I “no” ai referendum popolari lo hanno dimostrato. Il metodo non funziona più. Bisogna inventare una nuova democrazia. Così abbiamo scoperto gli strumenti che il trattato di Lisbona ha messo a disposizione dei cittadini. Dal 1° aprile la petizione è la nuova arma dei popoli. Bisogna riunire sette cittadini di sette paesi diversi e la procedura può essere avviata. Basta raccogliere nell’arco di un anno un milione di firme con una soglia minima nei paesi prescelti: 74.250 in Germania, 55mila in Francia e 4.500 a Malta.
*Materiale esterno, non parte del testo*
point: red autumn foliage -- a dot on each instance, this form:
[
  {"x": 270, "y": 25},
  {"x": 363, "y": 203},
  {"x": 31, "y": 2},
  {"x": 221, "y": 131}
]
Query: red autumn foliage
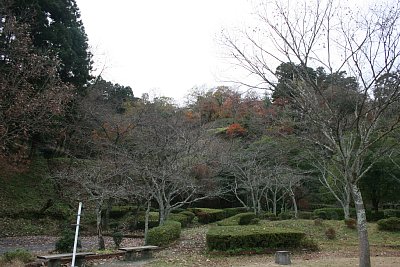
[{"x": 236, "y": 130}]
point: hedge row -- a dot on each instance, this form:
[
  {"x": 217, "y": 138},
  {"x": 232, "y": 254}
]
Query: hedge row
[
  {"x": 239, "y": 219},
  {"x": 390, "y": 224},
  {"x": 206, "y": 215},
  {"x": 338, "y": 214},
  {"x": 225, "y": 238},
  {"x": 332, "y": 213},
  {"x": 164, "y": 234}
]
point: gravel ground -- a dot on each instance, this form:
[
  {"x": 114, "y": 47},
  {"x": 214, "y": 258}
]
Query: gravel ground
[{"x": 46, "y": 244}]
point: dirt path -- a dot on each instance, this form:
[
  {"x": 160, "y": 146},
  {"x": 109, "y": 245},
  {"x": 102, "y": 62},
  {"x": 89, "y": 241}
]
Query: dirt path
[{"x": 45, "y": 244}]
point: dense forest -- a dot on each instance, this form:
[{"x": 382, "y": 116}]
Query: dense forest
[{"x": 315, "y": 137}]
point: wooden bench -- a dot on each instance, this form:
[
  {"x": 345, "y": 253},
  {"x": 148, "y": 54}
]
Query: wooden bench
[
  {"x": 54, "y": 260},
  {"x": 138, "y": 253}
]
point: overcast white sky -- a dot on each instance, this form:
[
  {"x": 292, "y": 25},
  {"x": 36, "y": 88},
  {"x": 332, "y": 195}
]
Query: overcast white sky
[{"x": 159, "y": 45}]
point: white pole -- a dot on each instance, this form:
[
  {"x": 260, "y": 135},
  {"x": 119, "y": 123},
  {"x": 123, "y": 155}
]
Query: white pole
[{"x": 78, "y": 219}]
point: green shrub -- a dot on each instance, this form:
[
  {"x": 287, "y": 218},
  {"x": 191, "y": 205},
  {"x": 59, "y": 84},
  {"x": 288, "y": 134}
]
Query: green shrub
[
  {"x": 268, "y": 216},
  {"x": 141, "y": 219},
  {"x": 238, "y": 219},
  {"x": 307, "y": 215},
  {"x": 184, "y": 219},
  {"x": 178, "y": 210},
  {"x": 164, "y": 234},
  {"x": 66, "y": 241},
  {"x": 246, "y": 218},
  {"x": 118, "y": 212},
  {"x": 373, "y": 216},
  {"x": 209, "y": 215},
  {"x": 351, "y": 223},
  {"x": 391, "y": 213},
  {"x": 189, "y": 214},
  {"x": 330, "y": 233},
  {"x": 225, "y": 238},
  {"x": 286, "y": 215},
  {"x": 59, "y": 211},
  {"x": 19, "y": 255},
  {"x": 318, "y": 222},
  {"x": 332, "y": 213},
  {"x": 390, "y": 224},
  {"x": 229, "y": 212},
  {"x": 254, "y": 221},
  {"x": 117, "y": 238},
  {"x": 309, "y": 244}
]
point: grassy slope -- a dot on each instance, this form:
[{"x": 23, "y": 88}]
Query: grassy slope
[
  {"x": 332, "y": 252},
  {"x": 24, "y": 193}
]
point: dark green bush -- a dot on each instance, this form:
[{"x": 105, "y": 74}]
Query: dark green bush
[
  {"x": 66, "y": 241},
  {"x": 373, "y": 216},
  {"x": 246, "y": 218},
  {"x": 189, "y": 214},
  {"x": 209, "y": 215},
  {"x": 141, "y": 219},
  {"x": 391, "y": 213},
  {"x": 19, "y": 254},
  {"x": 286, "y": 215},
  {"x": 225, "y": 238},
  {"x": 309, "y": 244},
  {"x": 390, "y": 224},
  {"x": 184, "y": 218},
  {"x": 332, "y": 213},
  {"x": 307, "y": 215},
  {"x": 229, "y": 212},
  {"x": 178, "y": 210},
  {"x": 330, "y": 233},
  {"x": 117, "y": 238},
  {"x": 318, "y": 222},
  {"x": 59, "y": 211},
  {"x": 164, "y": 234},
  {"x": 268, "y": 216},
  {"x": 118, "y": 212},
  {"x": 237, "y": 219}
]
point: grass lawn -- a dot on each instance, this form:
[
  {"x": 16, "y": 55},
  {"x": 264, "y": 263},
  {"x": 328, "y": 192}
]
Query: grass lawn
[{"x": 191, "y": 250}]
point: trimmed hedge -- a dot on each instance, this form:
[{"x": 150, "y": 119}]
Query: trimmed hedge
[
  {"x": 229, "y": 212},
  {"x": 269, "y": 216},
  {"x": 332, "y": 213},
  {"x": 184, "y": 217},
  {"x": 225, "y": 238},
  {"x": 118, "y": 212},
  {"x": 373, "y": 216},
  {"x": 164, "y": 234},
  {"x": 391, "y": 213},
  {"x": 206, "y": 215},
  {"x": 141, "y": 219},
  {"x": 390, "y": 224},
  {"x": 239, "y": 219}
]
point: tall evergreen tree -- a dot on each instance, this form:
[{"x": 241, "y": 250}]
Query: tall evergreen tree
[{"x": 56, "y": 27}]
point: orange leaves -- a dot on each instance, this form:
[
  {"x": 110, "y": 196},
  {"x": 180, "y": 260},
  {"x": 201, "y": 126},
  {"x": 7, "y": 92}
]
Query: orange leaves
[{"x": 236, "y": 130}]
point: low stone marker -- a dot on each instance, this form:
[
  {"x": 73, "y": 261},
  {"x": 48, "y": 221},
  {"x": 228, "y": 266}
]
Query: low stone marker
[{"x": 282, "y": 257}]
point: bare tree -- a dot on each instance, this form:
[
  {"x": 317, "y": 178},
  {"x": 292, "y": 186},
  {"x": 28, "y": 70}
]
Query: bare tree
[
  {"x": 170, "y": 157},
  {"x": 365, "y": 44},
  {"x": 96, "y": 180},
  {"x": 251, "y": 177},
  {"x": 333, "y": 179}
]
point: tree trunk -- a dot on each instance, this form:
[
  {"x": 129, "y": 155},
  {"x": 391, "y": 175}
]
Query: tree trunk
[
  {"x": 294, "y": 205},
  {"x": 146, "y": 221},
  {"x": 161, "y": 213},
  {"x": 99, "y": 229},
  {"x": 365, "y": 260},
  {"x": 346, "y": 210}
]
Una volta raccolte le firme la Commissione europea riceverà  i sottoscrittori della petizione. Nel caso peggiore si limiterà  ad ascoltarli educatamente; in quello migliore redigerà  una proposta di legge per tenere conto delle loro aspirazioni.

Attenzione però a non lanciarsi troppo presto. Greenpeace aveva organizzato una petizione che aveva raccolto 1,2 milioni di firme per vietare gli ogm in Europa. Presentata alla fine del 2010, la domanda non è stata accettata, ma il caso ha finalmente spinto la Commissione a pubblicare il suo regolamento di applicazione, rendendo la petizione operativa a partire dal 1° aprile.

In un’Europa fondata sul diritto, la libertà  è inquadrata. E da questo punto di vista Bruxelles accetta solo le petizioni che si inseriscono nelle competenze dell’Unione europea (Ue). Questo ha portato al rifiuto di alcune petizioni decisamente originali. Gli oppositori della corride vogliono vietare la tauromachia? Non si tratta di una competenza comunitaria, il benessere degli animali è garantito nel quadro della politica agricola comune e non in quello degli spettacoli crudeli. Si vuole un reddito minimo garantito per tutta l’Europa? Impossibile, l’Unione non è abilitata ad adottare delle leggi sociali vincolanti.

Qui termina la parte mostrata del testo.